Y ése, ese miércoles, llega a casa y Carlos ya ha hecho la cena (ha abierto el
tetrabrik
de gazpacho y ha puesto en una fuente el contenido de una bolsa de ensalada lista para servir), y tiene a los dos críos sentados a la mesa, esperándola. La recibe con un abrazo, le pregunta cómo está, le dice que la quiere y le pide que se cambie y se relaje y se siente a cenar. Va detrás de ella al dormitorio, le pregunta si necesita algo, si le apetece hablar. Marga dice que no, que no tiene ganas. Dice la verdad.

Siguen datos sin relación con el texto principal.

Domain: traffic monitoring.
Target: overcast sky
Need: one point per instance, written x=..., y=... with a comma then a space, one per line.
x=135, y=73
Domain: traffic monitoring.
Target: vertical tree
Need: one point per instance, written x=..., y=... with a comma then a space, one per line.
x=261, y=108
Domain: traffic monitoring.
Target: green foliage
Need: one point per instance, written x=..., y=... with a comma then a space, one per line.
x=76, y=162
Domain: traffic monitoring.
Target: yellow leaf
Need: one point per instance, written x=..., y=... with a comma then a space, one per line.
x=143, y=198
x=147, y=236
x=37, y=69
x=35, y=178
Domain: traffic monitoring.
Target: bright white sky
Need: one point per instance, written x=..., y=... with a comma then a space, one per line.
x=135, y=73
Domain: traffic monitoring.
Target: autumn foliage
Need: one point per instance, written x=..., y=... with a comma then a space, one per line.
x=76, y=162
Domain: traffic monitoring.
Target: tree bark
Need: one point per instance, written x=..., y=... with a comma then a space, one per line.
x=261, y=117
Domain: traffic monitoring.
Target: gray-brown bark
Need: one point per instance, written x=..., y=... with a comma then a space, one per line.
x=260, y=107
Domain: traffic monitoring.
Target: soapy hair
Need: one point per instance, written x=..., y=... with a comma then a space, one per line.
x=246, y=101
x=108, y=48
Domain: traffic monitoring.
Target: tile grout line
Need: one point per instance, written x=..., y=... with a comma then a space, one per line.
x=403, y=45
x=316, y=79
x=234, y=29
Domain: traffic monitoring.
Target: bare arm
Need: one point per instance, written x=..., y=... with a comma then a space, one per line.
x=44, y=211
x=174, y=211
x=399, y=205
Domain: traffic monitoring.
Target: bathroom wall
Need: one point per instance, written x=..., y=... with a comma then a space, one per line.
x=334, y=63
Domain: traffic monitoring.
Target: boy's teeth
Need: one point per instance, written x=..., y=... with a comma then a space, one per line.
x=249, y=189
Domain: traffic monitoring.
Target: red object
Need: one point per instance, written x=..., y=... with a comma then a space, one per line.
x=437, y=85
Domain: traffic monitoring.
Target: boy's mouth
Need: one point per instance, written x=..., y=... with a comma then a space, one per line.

No tiene ganas de contarle que esa tarde Pilar le ha contado que Paco y ella han decidido separarse dentro de unos meses, y que las dos han sido conscientes de que ese dentro de unos meses no es más que un eufemismo para referirse a que lo harán (separarse) en cuanto su hija deje esa habitación, que no es más que otra forma de decir cuando María José se muera sin decirlo.

—¿Y por qué ahora?

—Porque no nos queremos.

—Pero Pilar…

Marga carraspea y no sabe cómo decir lo que tiene en la cabeza. Pilar sonríe, apenada, como los payasos tristes en la pista del circo.

—Lo sé… Nunca ha parecido que nos quisiéramos…

—Yo no he dicho eso.

—No hace falta que lo digas. No hemos sido un matrimonio ejemplar, y eso que Paco sí me quiso, al principio. Pero yo no supe quererle. No supe querer a nadie, en realidad, ni siquiera a María José.

—Joder, Pilar, no digas esas cosas. Tú lo has hecho lo mejor que has podido, aunque te hayas equivocado.

—¿Tú crees?

Marga se encoge de hombros.

—Claro… Ser padre no es nada fácil… Yo lo sé ahora que lo soy. Me acuerdo de los míos un montón de veces, de lo mal que se lo he hecho pasar y de lo mal que me lo hicieron pasar ellos a mí por cosas que no entendía y que ahora comprendo perfectamente.

Las dos se ríen.

—Aprendemos a ser hijos cuando somos padres —dice Pilar.

—Y padres cuando somos abuelos —se ríe Marga.

—…

—Perdona, Pilar, no debería haber dicho eso…

—No. Está bien. —Mira la cama de María José—. Ya sé que no voy a ser abuela.

Marga se acerca a Pilar con intención de abrazarla, pero se detiene en el último momento (no está segura de que Pilar haya cambiado tanto como parece) y sólo le acaricia el brazo.